Black Snake Diamond Role, Mr. Hitchcock's first solo album after the breakup of The Soft Boys, chronicles a period of confusion and despair. The music is hard-edged. Yet there are fine shadings -- and enough melody -- to balance the bleakness of a song like "Brenda's Iron Sledge", which evokes holiday sleigh bells echoing across the frozen surface of The River Styx, and gives a sinister angel-of-death figure the absurd but somehow menacing tagline, "Please Don't Call Me Reg/It's Not My Name".

In 1984, Mr. Hitchcock recorded I Often Dream of Trains at home, using portable equipment and doing almost all the singing and playing himself. His eccentric persona is well represented: this is the album that introduced "Uncorrected Personality Traits", "Sounds Great When You're Dead", and "Sometimes I Wish I Was a Pretty Girl". Yet the album's overall mood is reflective, autumnal.

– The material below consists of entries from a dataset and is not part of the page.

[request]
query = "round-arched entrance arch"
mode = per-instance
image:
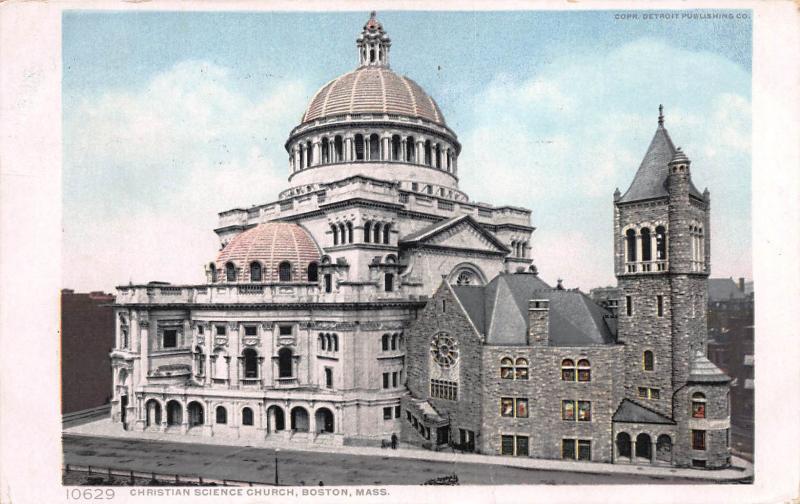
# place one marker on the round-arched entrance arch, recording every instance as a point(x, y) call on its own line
point(299, 419)
point(152, 410)
point(324, 420)
point(276, 420)
point(644, 448)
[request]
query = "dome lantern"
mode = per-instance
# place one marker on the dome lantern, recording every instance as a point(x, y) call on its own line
point(373, 44)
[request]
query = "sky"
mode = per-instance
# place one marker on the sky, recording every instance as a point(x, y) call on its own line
point(170, 118)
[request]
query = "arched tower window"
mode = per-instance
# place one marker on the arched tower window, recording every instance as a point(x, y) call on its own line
point(313, 272)
point(646, 248)
point(255, 272)
point(285, 272)
point(630, 245)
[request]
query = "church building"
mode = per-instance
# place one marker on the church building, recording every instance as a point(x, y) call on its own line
point(374, 297)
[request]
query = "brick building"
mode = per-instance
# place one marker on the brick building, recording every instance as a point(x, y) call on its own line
point(87, 336)
point(519, 368)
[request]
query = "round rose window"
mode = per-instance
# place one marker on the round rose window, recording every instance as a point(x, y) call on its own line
point(444, 349)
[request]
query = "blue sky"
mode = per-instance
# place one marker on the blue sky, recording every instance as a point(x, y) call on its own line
point(170, 118)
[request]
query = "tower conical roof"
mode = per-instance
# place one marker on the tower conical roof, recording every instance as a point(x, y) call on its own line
point(650, 180)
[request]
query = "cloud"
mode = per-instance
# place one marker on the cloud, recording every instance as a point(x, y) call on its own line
point(560, 141)
point(147, 170)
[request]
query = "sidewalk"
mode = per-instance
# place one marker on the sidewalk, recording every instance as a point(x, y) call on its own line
point(741, 469)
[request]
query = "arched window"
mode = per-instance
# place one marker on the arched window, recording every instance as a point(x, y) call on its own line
point(247, 416)
point(661, 243)
point(646, 250)
point(521, 369)
point(376, 232)
point(285, 366)
point(584, 370)
point(285, 272)
point(630, 241)
point(222, 415)
point(386, 229)
point(506, 368)
point(568, 370)
point(698, 405)
point(648, 360)
point(374, 147)
point(313, 272)
point(411, 148)
point(250, 358)
point(255, 272)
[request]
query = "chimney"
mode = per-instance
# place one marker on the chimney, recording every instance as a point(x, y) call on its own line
point(538, 321)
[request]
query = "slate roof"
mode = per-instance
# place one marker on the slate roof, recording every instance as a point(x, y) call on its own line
point(702, 370)
point(499, 311)
point(650, 180)
point(723, 289)
point(631, 412)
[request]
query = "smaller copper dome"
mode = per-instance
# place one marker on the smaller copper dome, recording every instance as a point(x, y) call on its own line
point(269, 245)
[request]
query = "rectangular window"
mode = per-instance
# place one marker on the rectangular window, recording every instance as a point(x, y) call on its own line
point(522, 446)
point(584, 411)
point(584, 449)
point(506, 445)
point(568, 449)
point(568, 410)
point(506, 407)
point(698, 439)
point(170, 338)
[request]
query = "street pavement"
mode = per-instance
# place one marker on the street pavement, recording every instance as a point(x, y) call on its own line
point(309, 468)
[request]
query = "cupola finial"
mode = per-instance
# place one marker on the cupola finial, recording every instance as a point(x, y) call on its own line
point(373, 44)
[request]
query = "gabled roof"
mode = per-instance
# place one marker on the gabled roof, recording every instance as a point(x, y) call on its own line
point(650, 180)
point(702, 370)
point(499, 311)
point(631, 412)
point(429, 232)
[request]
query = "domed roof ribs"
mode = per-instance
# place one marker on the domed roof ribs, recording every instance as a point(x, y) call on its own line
point(650, 181)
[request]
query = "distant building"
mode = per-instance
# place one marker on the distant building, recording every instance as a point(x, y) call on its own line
point(87, 337)
point(730, 346)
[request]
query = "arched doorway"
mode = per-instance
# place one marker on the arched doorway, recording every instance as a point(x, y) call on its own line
point(299, 419)
point(275, 419)
point(624, 445)
point(153, 413)
point(664, 448)
point(195, 411)
point(324, 420)
point(174, 413)
point(644, 447)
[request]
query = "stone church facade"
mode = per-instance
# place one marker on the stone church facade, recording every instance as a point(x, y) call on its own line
point(374, 297)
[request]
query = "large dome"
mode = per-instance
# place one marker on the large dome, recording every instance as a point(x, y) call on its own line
point(270, 244)
point(373, 90)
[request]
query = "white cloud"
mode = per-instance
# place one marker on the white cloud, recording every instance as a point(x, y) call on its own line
point(559, 142)
point(147, 170)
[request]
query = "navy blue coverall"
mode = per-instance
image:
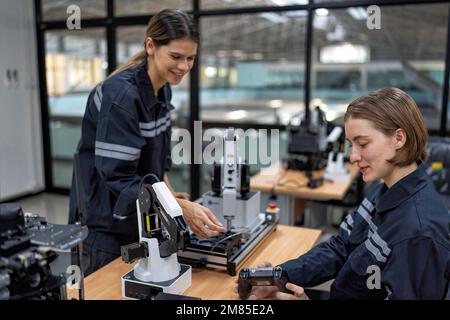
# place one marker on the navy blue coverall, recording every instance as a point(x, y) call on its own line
point(395, 245)
point(126, 133)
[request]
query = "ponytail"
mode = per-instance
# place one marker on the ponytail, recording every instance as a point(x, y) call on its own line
point(135, 60)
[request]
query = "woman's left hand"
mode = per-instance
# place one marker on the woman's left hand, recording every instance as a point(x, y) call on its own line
point(182, 195)
point(298, 293)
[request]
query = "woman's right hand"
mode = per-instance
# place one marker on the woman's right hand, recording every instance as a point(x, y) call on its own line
point(200, 219)
point(259, 292)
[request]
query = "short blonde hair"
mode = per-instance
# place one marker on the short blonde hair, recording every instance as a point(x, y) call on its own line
point(390, 109)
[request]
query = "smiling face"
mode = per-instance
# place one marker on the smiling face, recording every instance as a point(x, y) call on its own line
point(370, 149)
point(169, 63)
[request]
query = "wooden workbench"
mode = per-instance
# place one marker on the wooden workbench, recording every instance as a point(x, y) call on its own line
point(283, 244)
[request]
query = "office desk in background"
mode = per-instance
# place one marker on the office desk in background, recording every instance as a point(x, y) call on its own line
point(283, 244)
point(290, 185)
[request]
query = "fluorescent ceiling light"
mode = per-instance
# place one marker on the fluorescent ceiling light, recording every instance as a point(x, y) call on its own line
point(344, 53)
point(275, 104)
point(322, 12)
point(236, 115)
point(210, 72)
point(274, 17)
point(288, 2)
point(357, 13)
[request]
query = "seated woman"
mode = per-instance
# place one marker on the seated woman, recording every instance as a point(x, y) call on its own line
point(396, 244)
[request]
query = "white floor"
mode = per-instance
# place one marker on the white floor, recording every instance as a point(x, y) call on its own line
point(56, 209)
point(52, 206)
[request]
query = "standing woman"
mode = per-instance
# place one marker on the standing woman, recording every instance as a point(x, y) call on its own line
point(126, 134)
point(396, 244)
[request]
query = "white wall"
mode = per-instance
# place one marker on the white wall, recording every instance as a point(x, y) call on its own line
point(21, 154)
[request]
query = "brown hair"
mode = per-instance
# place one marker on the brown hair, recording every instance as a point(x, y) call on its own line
point(163, 27)
point(390, 109)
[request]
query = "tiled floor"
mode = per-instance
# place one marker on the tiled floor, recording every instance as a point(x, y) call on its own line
point(52, 206)
point(56, 209)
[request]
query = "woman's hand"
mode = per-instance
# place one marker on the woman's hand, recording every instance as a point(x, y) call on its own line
point(298, 293)
point(182, 195)
point(259, 292)
point(200, 219)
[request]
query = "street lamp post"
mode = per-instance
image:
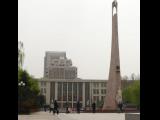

For Pop listeners who admire the songcraft of Lennon and McCartney, Bob Dylan, or Elvis Costello, these albums will come as a revelation. But Mr. Hitchcock's newest album, Element of Light, is in some ways even more impressive. The songs are every bit as penetrating, as fearless, as incisive and engaging as those on the earlier disks.

In terms of subjects and moods, Element of Light is Mr. Hitchcock's most diverse album. It ranges from the atmospheric "Raymond Chandler Evening" to the despairing "Never Stop Bleeding", observes President Reagan at Bitburg, and chronicles the coming of the plague to a medieval estate. Mr. Hitchcock's excellent band, The Egyptians, frames each song deftly and appropriately. Talent of this caliber simply can't be ignored -- or consigned to a cult following -- much longer.